Every emergency department is filled with chaos and noise majority of the time and sometimes patients’ needs aren’t understood the first time around.
With one third of patients coming through Nambour ED over the age of 65, research and local data indicates that geriatric patients who present to emergency have a higher representation rate after discharge and longer stays in hospital.
Thanks to Wishlist’s annual research funding, Geriatric Emergency Department Intervention (GEDI) Clinical Nurse Andrea Taylor received a grant to help develop a screening tool to better understand the needs of geriatric patients more efficiently.
Ms Taylor found that a lot of geriatric patients end up with a prolonged stay in hospital or present back to the hospital due to their conditions not being understood the first time around. This screening tool will take no more than five minutes and is a series of questions found through research to better help staff understand the geriatric patient needs.
As a passionate geriatric nurse, Ms Taylor wanted to put her feelers out to see what areas needed more work and how she could help.
“My job as a nurse is to ask the questions to help understand a patients needs but it’s also to be asking the after-care questions.” Ms Taylor said.
“Piggy backing onto research that’s already been done in Brisbane, we are hoping to validate a phone app to ask a series of questions to rank patients on a number system 1-6. The higher the number, the more attention that patient needs.”
Ms Taylor said there’s a big growth outside Australia that’s going ahead in leaps and bounds with the aging population in America and the United Kingdom where geriatric emergency departments are in existence.

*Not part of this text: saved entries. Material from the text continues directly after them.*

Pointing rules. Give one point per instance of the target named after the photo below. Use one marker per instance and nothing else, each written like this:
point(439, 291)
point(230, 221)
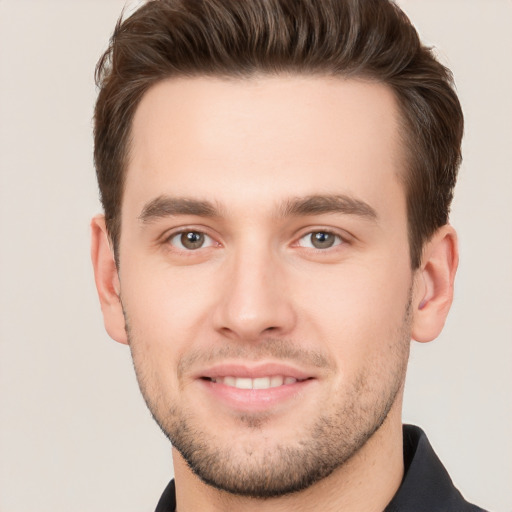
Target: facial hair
point(266, 468)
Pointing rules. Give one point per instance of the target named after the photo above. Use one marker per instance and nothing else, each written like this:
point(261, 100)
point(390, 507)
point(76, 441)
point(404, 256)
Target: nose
point(254, 300)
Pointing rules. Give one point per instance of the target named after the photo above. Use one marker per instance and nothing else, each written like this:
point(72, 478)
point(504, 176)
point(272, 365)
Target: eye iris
point(322, 240)
point(192, 240)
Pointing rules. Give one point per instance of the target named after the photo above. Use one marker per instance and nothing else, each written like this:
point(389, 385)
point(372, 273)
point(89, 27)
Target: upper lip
point(253, 371)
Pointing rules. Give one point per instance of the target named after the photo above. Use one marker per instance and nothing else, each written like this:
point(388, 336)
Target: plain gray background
point(74, 433)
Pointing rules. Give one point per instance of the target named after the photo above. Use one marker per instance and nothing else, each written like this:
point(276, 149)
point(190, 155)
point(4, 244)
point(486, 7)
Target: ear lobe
point(433, 287)
point(107, 280)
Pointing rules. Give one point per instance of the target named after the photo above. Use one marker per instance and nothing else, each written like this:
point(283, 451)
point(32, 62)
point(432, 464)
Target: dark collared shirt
point(426, 486)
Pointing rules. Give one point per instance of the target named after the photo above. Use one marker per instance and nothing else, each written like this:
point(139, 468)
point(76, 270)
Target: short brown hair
point(370, 39)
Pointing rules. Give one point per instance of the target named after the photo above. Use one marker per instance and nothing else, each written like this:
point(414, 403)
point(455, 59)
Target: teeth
point(258, 383)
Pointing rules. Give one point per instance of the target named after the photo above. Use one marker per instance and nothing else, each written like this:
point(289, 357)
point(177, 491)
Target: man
point(276, 177)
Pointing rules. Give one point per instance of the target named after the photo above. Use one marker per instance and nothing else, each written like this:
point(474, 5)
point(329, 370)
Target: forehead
point(258, 137)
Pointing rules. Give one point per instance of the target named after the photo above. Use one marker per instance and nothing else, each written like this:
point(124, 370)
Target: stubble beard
point(264, 469)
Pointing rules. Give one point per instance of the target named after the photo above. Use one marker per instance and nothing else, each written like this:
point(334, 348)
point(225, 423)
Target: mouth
point(273, 381)
point(255, 388)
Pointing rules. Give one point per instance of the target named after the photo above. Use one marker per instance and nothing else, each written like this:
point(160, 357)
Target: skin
point(258, 292)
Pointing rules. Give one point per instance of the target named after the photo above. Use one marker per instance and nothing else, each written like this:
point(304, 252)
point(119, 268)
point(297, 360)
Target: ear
point(433, 287)
point(107, 280)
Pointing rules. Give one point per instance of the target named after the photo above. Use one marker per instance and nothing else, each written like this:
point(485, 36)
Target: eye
point(190, 240)
point(320, 240)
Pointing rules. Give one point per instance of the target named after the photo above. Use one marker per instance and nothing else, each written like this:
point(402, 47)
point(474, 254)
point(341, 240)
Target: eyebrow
point(320, 204)
point(168, 206)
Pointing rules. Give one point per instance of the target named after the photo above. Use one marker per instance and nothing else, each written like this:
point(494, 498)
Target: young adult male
point(276, 177)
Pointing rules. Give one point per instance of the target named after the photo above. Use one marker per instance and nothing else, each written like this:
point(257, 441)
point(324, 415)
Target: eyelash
point(339, 240)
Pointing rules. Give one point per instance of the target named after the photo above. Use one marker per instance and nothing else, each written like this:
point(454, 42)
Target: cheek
point(165, 309)
point(357, 310)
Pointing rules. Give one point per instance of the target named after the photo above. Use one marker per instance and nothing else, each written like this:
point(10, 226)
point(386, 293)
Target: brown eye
point(320, 240)
point(190, 240)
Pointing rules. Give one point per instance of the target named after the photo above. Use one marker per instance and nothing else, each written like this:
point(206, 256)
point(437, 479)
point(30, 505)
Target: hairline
point(404, 131)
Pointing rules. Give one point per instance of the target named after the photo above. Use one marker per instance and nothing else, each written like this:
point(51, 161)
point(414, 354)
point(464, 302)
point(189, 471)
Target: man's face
point(264, 273)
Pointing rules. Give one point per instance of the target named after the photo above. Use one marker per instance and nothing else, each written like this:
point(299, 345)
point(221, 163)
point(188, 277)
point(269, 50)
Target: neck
point(365, 483)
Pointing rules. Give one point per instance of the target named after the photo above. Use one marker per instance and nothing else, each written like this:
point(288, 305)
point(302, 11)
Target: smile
point(257, 383)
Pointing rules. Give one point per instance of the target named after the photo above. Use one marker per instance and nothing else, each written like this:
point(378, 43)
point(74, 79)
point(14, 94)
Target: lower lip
point(255, 400)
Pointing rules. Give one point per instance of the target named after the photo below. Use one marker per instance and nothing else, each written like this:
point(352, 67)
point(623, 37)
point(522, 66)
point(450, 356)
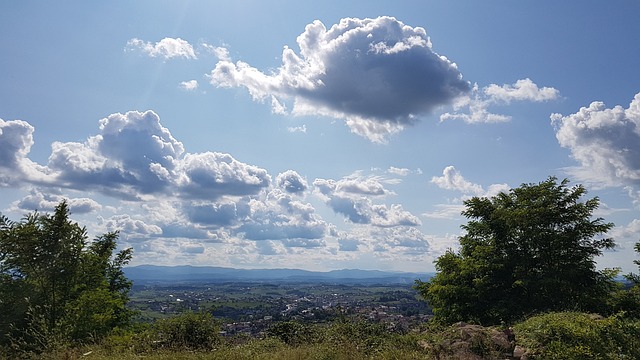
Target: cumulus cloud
point(40, 201)
point(280, 217)
point(452, 179)
point(478, 102)
point(134, 156)
point(378, 75)
point(130, 226)
point(16, 139)
point(190, 85)
point(606, 143)
point(293, 129)
point(167, 48)
point(291, 182)
point(351, 197)
point(399, 171)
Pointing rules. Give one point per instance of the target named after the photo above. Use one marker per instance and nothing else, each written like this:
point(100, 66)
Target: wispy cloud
point(167, 48)
point(378, 75)
point(190, 85)
point(478, 102)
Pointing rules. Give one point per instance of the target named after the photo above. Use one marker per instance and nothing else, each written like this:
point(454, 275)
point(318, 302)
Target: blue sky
point(320, 136)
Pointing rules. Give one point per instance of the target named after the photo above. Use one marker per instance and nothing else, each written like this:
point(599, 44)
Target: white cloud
point(302, 129)
point(16, 139)
point(46, 202)
point(605, 142)
point(376, 74)
point(291, 182)
point(350, 197)
point(130, 226)
point(167, 48)
point(399, 171)
point(477, 103)
point(190, 85)
point(452, 179)
point(280, 217)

“Emergency rooms here aren’t designed for older people as they can be quite confronting and traumatizing. Having a geriatric ER complete with lighter colours and paintings on the wall can make the geriatric patient feel more at home.”
Ms Taylor said the screening tool will take no more than five minutes and will hopefully address the concerns that are plaguing geriatric families the most.
“I’m the luckiest person in the department to have such a satisfying role and to be learning the journeys of older persons and understanding why they are in the department.” Ms Taylor said.
“I want to target my attention to geriatrics to get them treated with the correct care and without this tool there isn’t a validated way of determining which patients need a higher level of care.”
Ms Taylor is hoping the screening tool will be complete in the next few years and that the new University Hospital at Kawana will have a small emergency department tailored to geriatric patients.
“Hopefully three to four research papers will be published along with a model of care for geriatric within Australia and this will hopefully gather interest from other bodies reducing costs and having better patient outcomes.
As part of Wishlist’s $1million commitment to the needs of the Sunshine Coast Hospital and Health Service, annual research grants are available to health staff. This year, $300,000 is available to employees of the SCHHS for local research projects.